Nein. Und man kann nicht eindeutig von der Intelligenz der Eltern auf die des Kindes schliessen. Wenn zwei sehr intelligente Leute ein Kind haben, ist die Wahrscheinlichkeit gross, dass ihr Kind etwas weniger intelligent sein wird als sie selbst, weil es nach oben Grenzen gibt. Zwei nicht so helle Lichter haben andererseits mit einiger Wahrscheinlichkeit ein Kind, das intelligenter ist als sie.

Warum schicken immer mehr Eltern ihre Kinder in Förderkurse und Nachhilfeunterricht?

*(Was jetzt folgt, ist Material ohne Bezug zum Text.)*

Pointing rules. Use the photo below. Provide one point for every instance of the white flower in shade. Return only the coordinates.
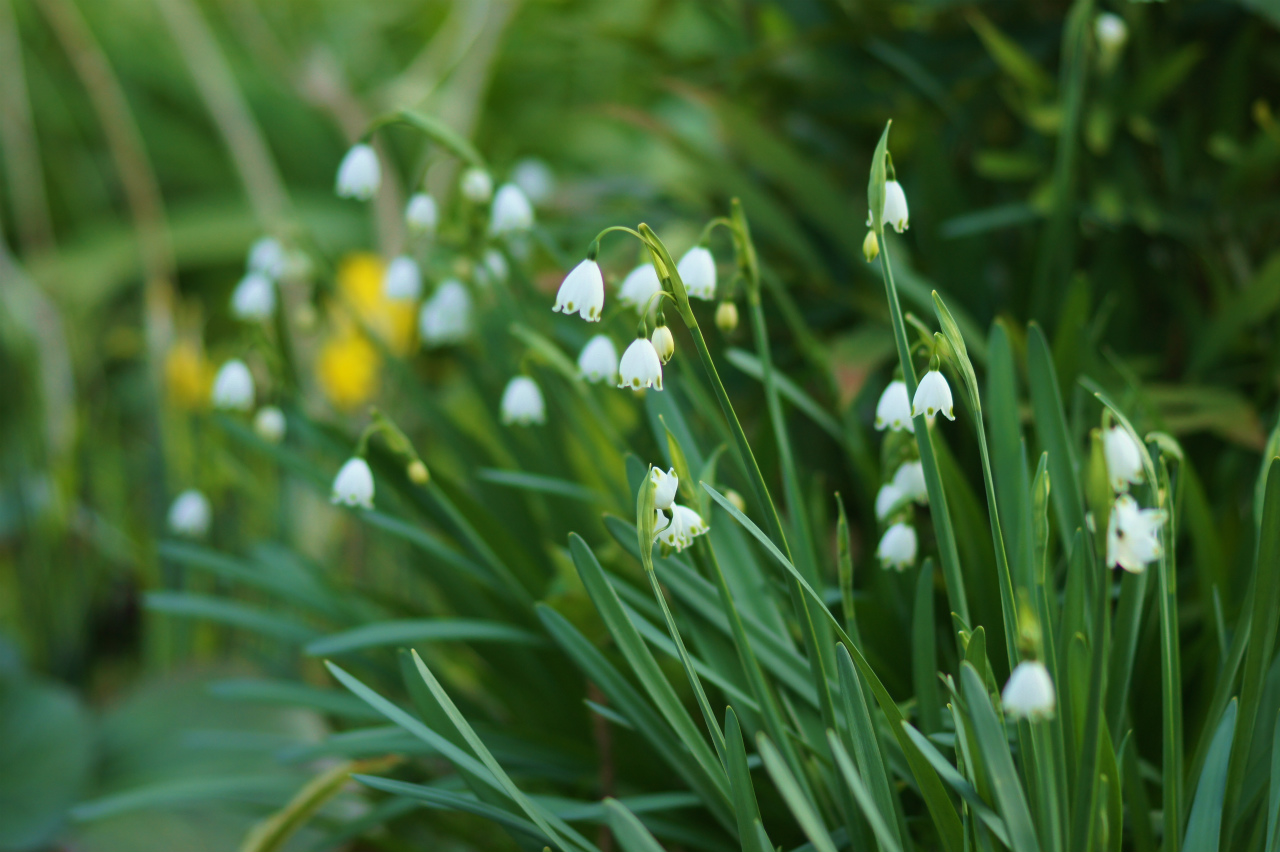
(269, 424)
(1124, 458)
(446, 317)
(191, 514)
(268, 256)
(664, 488)
(402, 279)
(894, 410)
(522, 403)
(360, 173)
(476, 186)
(1029, 692)
(640, 367)
(511, 211)
(897, 546)
(353, 485)
(421, 215)
(583, 291)
(535, 178)
(1133, 535)
(233, 386)
(933, 397)
(254, 298)
(598, 360)
(639, 287)
(698, 271)
(663, 343)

Sie haben Angst, dass ihre Kinder den Anschluss verpassen. Bei Eltern, die intelligent sind und in der Gesellschaft weit oben stehen, kommt zusätzlicher Druck auf, dass auch ihr Kind reüssiert. Das ist menschlich. Aber ein Kind von intelligenten, erfolgreichen Eltern, welches das Gymnasium nicht packt, ist nicht krank oder falsch erzogen, die Kombination von Genen bei der Befruchtung ähnelt einfach einem Vabanquespiel.

Trotzdem wollen alle ihre Kinder ins Gymnasium schicken.

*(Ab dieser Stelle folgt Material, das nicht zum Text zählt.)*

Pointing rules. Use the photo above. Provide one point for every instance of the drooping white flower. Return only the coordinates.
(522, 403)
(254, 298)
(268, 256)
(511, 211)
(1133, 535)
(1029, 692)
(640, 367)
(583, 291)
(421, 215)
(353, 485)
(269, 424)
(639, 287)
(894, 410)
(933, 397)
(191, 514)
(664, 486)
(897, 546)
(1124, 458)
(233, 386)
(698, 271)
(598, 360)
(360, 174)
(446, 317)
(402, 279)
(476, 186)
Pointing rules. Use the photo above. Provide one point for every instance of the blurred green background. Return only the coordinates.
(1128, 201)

Ja, es entsteht zuweilen der Eindruck, man könne die Matura kaufen, wenn man Daten zum Einfluss der sozialen Herkunft sieht. Daten aus Deutschland zeigen, dass Oberschichtkinder mit unterdurchschnittlichem IQ eine beachtliche Chance haben, eine Empfehlung fürs Gymnasium zu bekommen. Hingegen ist für Kinder aus unteren sozialen Schichten, die einen weit überdurchschnittlichen IQ haben, eine Empfehlung nicht selbstverständlich. Und das bei einer Gymnasialquote von gegen 40 Prozent. Es kann aber nicht im Interesse einer Gesellschaft sein, dass dank Förderkursen unzureichend intelligente Oberschichtkinder ins Gymnasium kommen und dort die Plätze besetzen. Es sollten die richtigen Kinder ins Gymnasium gehen können, also solche, die intelligent und leistungsbereit sind.

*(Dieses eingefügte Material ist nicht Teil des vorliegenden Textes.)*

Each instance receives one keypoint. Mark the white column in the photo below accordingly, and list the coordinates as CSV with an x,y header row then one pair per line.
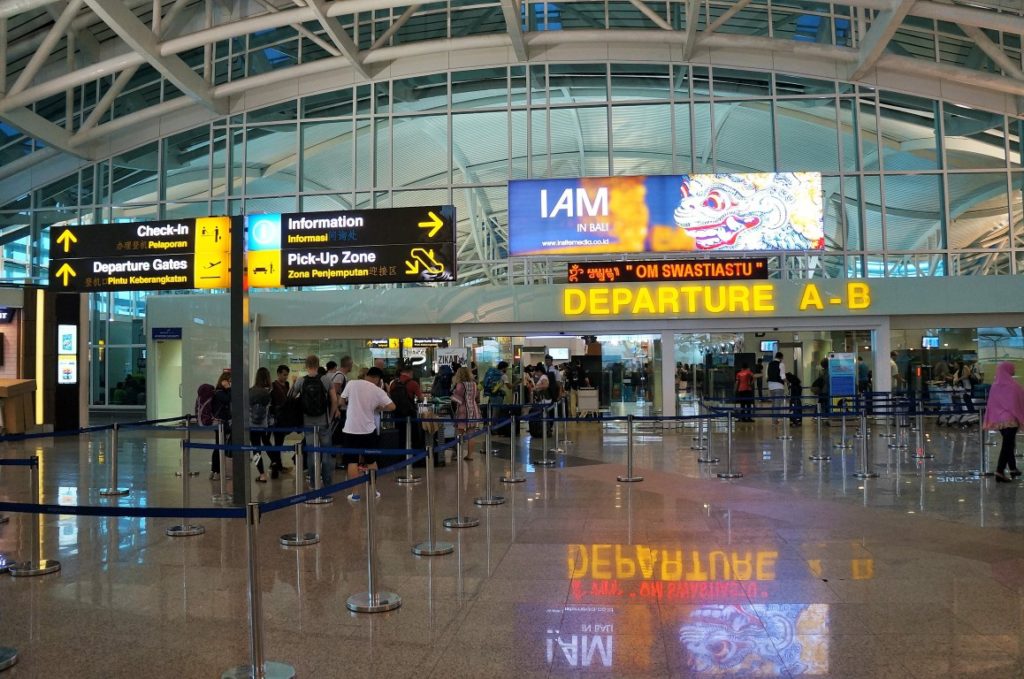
x,y
881,377
668,374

Was halten Sie von Frühförderung?

Sie basiert auf der Annahme, es gebe sensible Phasen fürs Lernen und wer die verpasse, verpasse eine einmalige Chance. Bis heute fehlen die Belege, dass Frühförderung wirklich nachhaltige Auswirkungen auf den Erfolg des Kindes hat. Wir können auch mit 20 noch schreiben lernen. Schrift gibt es erst seit etwa 5000 Jahren, der genetische Bauplan für unser Gehirn ist aber nach allem, was wir wissen, mindestens 40 000 Jahre alt.

Wenn Sie Kinder hätten, wie würden Sie sie fördern?

Ich würde sicher nicht irgendwelchen Schnickschnack über die Wiege hängen, um Synapsenverbindungen zu fördern. Das kindliche Gehirn entwickelt sich weitgehend selbst gesteuert. Was Kinder unbedingt brauchen, ist emotionale Geborgenheit, Zuwendung – und sprachliche Interaktion. Deshalb halte ich die steigende Zahl der Handy-Eltern für ein schädliches Phänomen. Bereits sehr kleine Kinder erschliessen die Bedeutung der Welt vorwiegend aus der Sprache. Wenn Babys aber Sprache vorwiegend in Form von Handytelefonaten ihrer Eltern erleben, können sie damit nichts anfangen.

Und wie viel bringen eigentlichzweisprachige Kinderkrippen und Frühchinesisch?

Man sollte nicht zu grosse Erwartungen haben. Wer eine Sprache gut lernen soll, muss sie mindestens in 40 Prozent seiner Zeit sprechen. Das ist in der Regel aber nur gegeben, wenn ein Familienmitglied die entsprechende Sprache zu Hause spricht.